After all, where are girls in our epics? Mahabharata has two kings with all sons and Ramayana follows suit. Just what is the probability of having so many queens and not a single daughter? Our Gods too seem eager for a son than a daughter. After all, Shiva could have modelled a daughter out of clay, equally intelligent, instead of Ganesha. Our other Gods don't seem to miss having daughters. Tales of our past are replete with legends of the lengths people went to have a son. Thus, our literature and our mythology has depicted the society as all boys club for a really long time without thinking of its repercussions.
No wonder then that India stubbornly continues to perpetuate a fantasy of male utopia even among its children. In Comedy Nights with Kapil Sharma, a popular comedy show that India loves, crossdressing is more acceptable than the sight of real women. In an episode of Chhota Bheem, Chutki - the only girl in Chhota Bheem's group - tries to replicate her mom's laddus by memory for Bheem who would then rescue her abducted mother. In Motu-Patlu, another extremely popular cartoon show with Indian children today, women are mere props or damsels in distress. Motu-Patlu and their friends have no need of women in their lives. The message to our children is clear: lack of women is no threat to the Indian society. They are mostly extraneous in the male world of fun and comradery.
Is a skewed female-to-male ratio perilous to Indian culture and lifestyle? Can people visualise any personal loss were there a shortage of females so to speak? Fewer females will simply mean men will have to cooperate with each-other to work around the problem. The women, as is evident already in some parts in India, could be obtained through bargaining, illegal trafficking, or prostitution hubs.

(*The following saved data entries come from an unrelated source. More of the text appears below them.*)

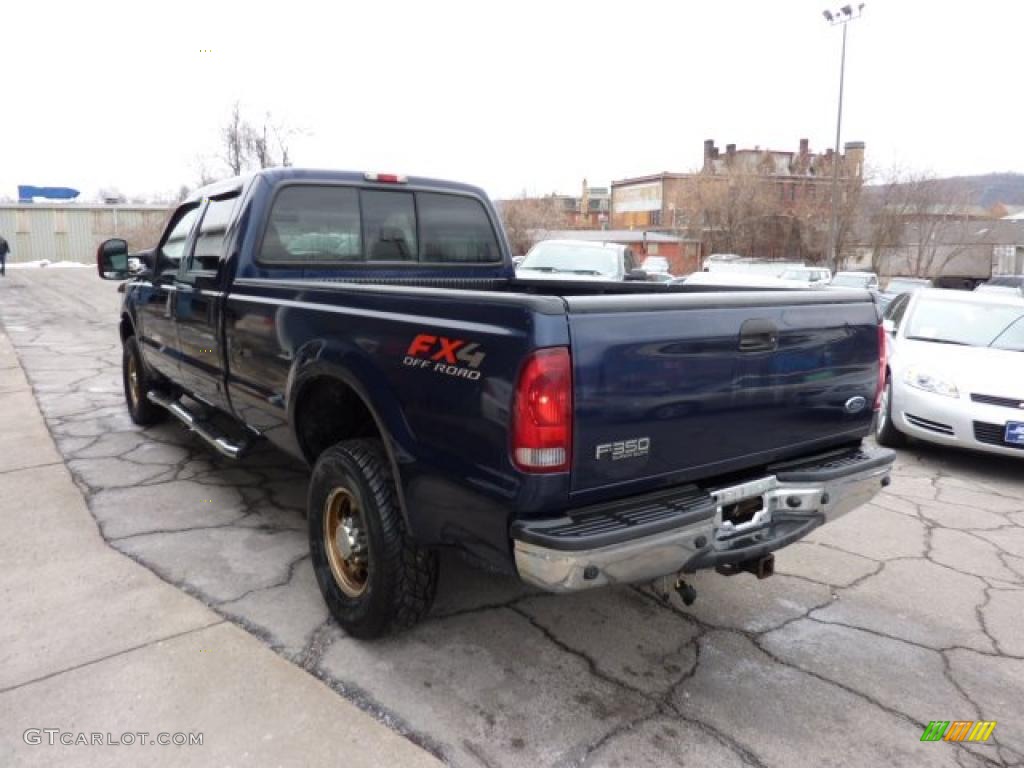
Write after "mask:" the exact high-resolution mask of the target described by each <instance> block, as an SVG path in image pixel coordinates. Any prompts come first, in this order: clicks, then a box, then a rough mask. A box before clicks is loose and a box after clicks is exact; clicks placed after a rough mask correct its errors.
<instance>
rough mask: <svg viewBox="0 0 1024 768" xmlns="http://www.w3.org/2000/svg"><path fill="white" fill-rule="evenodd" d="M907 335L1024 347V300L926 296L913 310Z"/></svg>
mask: <svg viewBox="0 0 1024 768" xmlns="http://www.w3.org/2000/svg"><path fill="white" fill-rule="evenodd" d="M906 338H908V339H914V340H918V341H930V342H934V343H937V344H961V345H964V346H972V347H992V348H994V349H1009V350H1013V351H1017V352H1020V351H1024V303H1022V304H988V303H982V302H977V303H975V302H967V301H936V300H934V299H923V300H921V301H920V302H918V305H916V306H915V307H914V308H913V309H912V310H911V313H910V317H909V319H908V321H907V326H906Z"/></svg>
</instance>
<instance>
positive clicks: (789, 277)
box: [782, 269, 811, 283]
mask: <svg viewBox="0 0 1024 768" xmlns="http://www.w3.org/2000/svg"><path fill="white" fill-rule="evenodd" d="M782 280H802V281H804V282H805V283H810V282H811V272H810V270H809V269H786V270H785V271H784V272H782Z"/></svg>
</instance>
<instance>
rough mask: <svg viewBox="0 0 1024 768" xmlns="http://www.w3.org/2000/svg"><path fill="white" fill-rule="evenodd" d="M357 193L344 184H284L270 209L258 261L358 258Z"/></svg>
mask: <svg viewBox="0 0 1024 768" xmlns="http://www.w3.org/2000/svg"><path fill="white" fill-rule="evenodd" d="M361 259H362V240H361V236H360V233H359V198H358V193H357V191H356V190H355V189H353V188H351V187H347V186H287V187H285V188H284V189H282V190H281V194H280V195H278V197H276V199H275V200H274V203H273V210H272V211H270V220H269V221H268V222H267V227H266V232H265V233H264V236H263V245H262V246H261V247H260V260H262V261H360V260H361Z"/></svg>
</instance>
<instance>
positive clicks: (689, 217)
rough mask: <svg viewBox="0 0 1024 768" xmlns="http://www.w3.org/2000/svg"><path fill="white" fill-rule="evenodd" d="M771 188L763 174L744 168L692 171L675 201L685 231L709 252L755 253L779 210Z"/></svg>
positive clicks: (769, 227)
mask: <svg viewBox="0 0 1024 768" xmlns="http://www.w3.org/2000/svg"><path fill="white" fill-rule="evenodd" d="M773 191H774V190H773V188H772V187H771V185H770V184H768V183H766V182H765V179H764V177H762V176H761V175H760V174H758V173H753V172H750V171H746V170H743V169H734V170H728V171H726V172H724V173H716V174H708V173H694V174H692V175H691V176H690V177H689V178H688V179H686V180H685V181H684V183H682V184H681V185H680V186H679V191H678V195H677V199H676V202H675V204H676V210H678V211H682V214H683V217H684V219H685V221H686V229H687V230H688V233H689V234H690V236H691V237H695V238H700V239H701V240H703V241H705V244H706V246H707V248H708V252H709V253H738V254H741V255H745V256H757V255H761V254H760V253H759V251H760V250H761V249H763V248H764V247H765V245H766V233H767V231H768V229H769V228H770V227H771V226H773V225H772V224H771V223H770V222H769V219H771V218H772V217H775V216H777V215H778V214H780V213H781V209H780V206H779V204H778V200H777V197H776V196H774V195H773ZM776 223H777V222H776Z"/></svg>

They would be bred forcibly like in a fertility village in Rajasthan where young girls are given oxytocin in foster homes and then shipped. Reproduction will be achieved through technology, force, and economic influence. Polyandry, or Draupadi pratha, could become in vogue. After all, these things have justifications in our past.

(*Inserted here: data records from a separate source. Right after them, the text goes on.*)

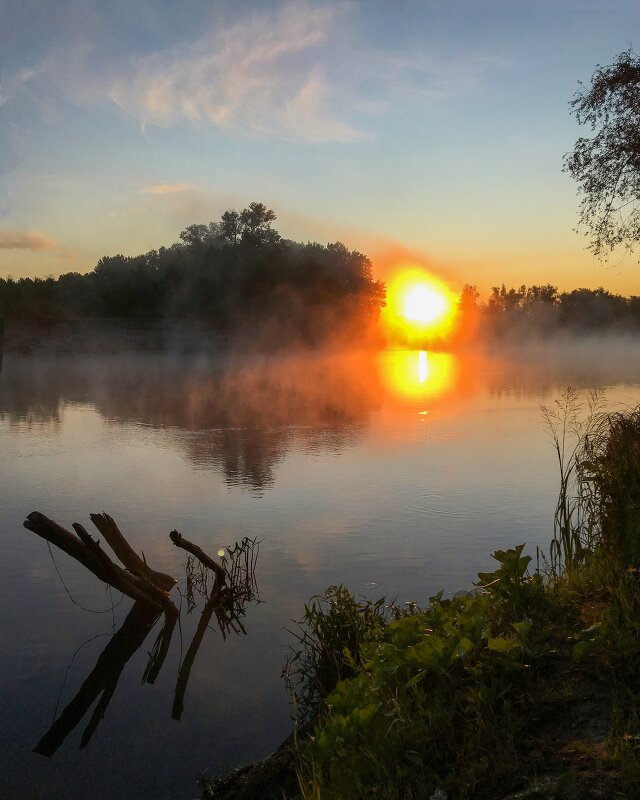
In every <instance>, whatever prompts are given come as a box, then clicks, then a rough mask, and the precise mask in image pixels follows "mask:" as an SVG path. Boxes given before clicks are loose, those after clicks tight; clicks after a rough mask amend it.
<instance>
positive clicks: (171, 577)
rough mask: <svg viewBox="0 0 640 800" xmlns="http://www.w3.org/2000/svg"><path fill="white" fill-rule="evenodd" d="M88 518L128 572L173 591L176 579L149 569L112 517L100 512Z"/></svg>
mask: <svg viewBox="0 0 640 800" xmlns="http://www.w3.org/2000/svg"><path fill="white" fill-rule="evenodd" d="M89 516H90V517H91V522H93V524H94V525H95V526H96V528H97V529H98V530H99V531H100V533H101V534H102V535H103V536H104V538H105V539H106V541H107V542H108V544H109V546H110V547H111V549H112V550H113V552H114V553H115V554H116V555H117V556H118V558H119V559H120V561H121V562H122V563H123V564H124V566H125V567H126V568H127V569H128V570H129V572H132V573H133V574H134V575H137V576H138V577H140V578H146V580H148V581H151V583H153V584H154V585H155V586H158V587H159V588H160V589H162V590H163V591H165V592H170V591H171V589H173V587H174V586H175V585H176V583H177V581H176V579H175V578H174V577H172V576H171V575H166V574H165V573H164V572H156V571H155V570H154V569H151V567H149V566H148V565H147V563H146V562H145V561H143V560H142V559H141V558H140V556H139V555H138V554H137V553H136V552H135V550H134V549H133V548H132V547H131V545H130V544H129V542H128V541H127V540H126V539H125V538H124V536H123V535H122V533H121V532H120V529H119V528H118V526H117V525H116V523H115V522H114V521H113V518H112V517H110V516H109V515H108V514H107V513H105V512H102V514H90V515H89Z"/></svg>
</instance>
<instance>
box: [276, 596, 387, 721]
mask: <svg viewBox="0 0 640 800" xmlns="http://www.w3.org/2000/svg"><path fill="white" fill-rule="evenodd" d="M385 613H386V608H385V604H384V600H383V599H380V600H377V601H375V602H371V601H368V600H364V601H361V600H358V598H356V597H354V596H353V595H352V594H350V593H349V591H348V590H347V589H346V588H345V587H344V586H330V587H329V588H328V589H327V591H326V592H325V594H324V596H319V595H318V596H316V597H312V598H311V600H310V601H309V603H308V604H305V607H304V615H303V617H302V620H301V621H300V622H298V623H297V624H296V630H295V631H293V635H294V636H295V638H296V639H297V642H298V644H297V646H296V647H295V648H292V649H291V650H290V652H289V654H288V657H287V661H286V664H285V668H284V670H283V676H284V678H285V681H286V683H287V686H288V688H289V691H290V692H294V693H295V697H296V706H297V709H298V712H299V714H300V716H301V717H302V718H304V719H311V718H313V716H314V715H315V713H316V712H317V710H318V706H319V705H320V703H321V702H322V700H323V699H324V698H325V697H326V696H327V695H328V694H329V693H330V692H331V691H332V690H333V688H334V687H335V686H336V684H337V683H338V682H339V681H341V680H343V679H345V678H347V677H349V676H350V675H353V674H354V672H355V670H356V668H357V667H358V666H359V664H360V648H361V645H362V643H363V641H364V640H365V638H367V637H370V636H372V635H375V634H376V633H379V632H380V631H381V630H382V627H383V624H384V619H385Z"/></svg>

Our current prejudices go deeper than we care to acknowledge. And as India progresses we have found ways to evade culpability. Admittedly, well researched books such as that of Mara Hvistendahl have traced current problems to the west: right from colonialism to funding of population control programs by the USA. Feminism, successful in its early years to ban sex selective abortions, is also suffering from a backlash in contemporary India. Perhaps because of certain missteps it may have taken in its effort to find the right balance between creating a positive future and criticisms of male excesses in the past.
Are we serious about the issue of sex selection? If we are, then it is important to take stock where are we now on the issue of sex selection vis-à-vis cultural, political, as well as economical perspective. India needs to frame a comprehensive answer to these interlocking questions. Until it does, Indians are unlikely to care for gender imbalance and our daughters will continue to be mass murdered.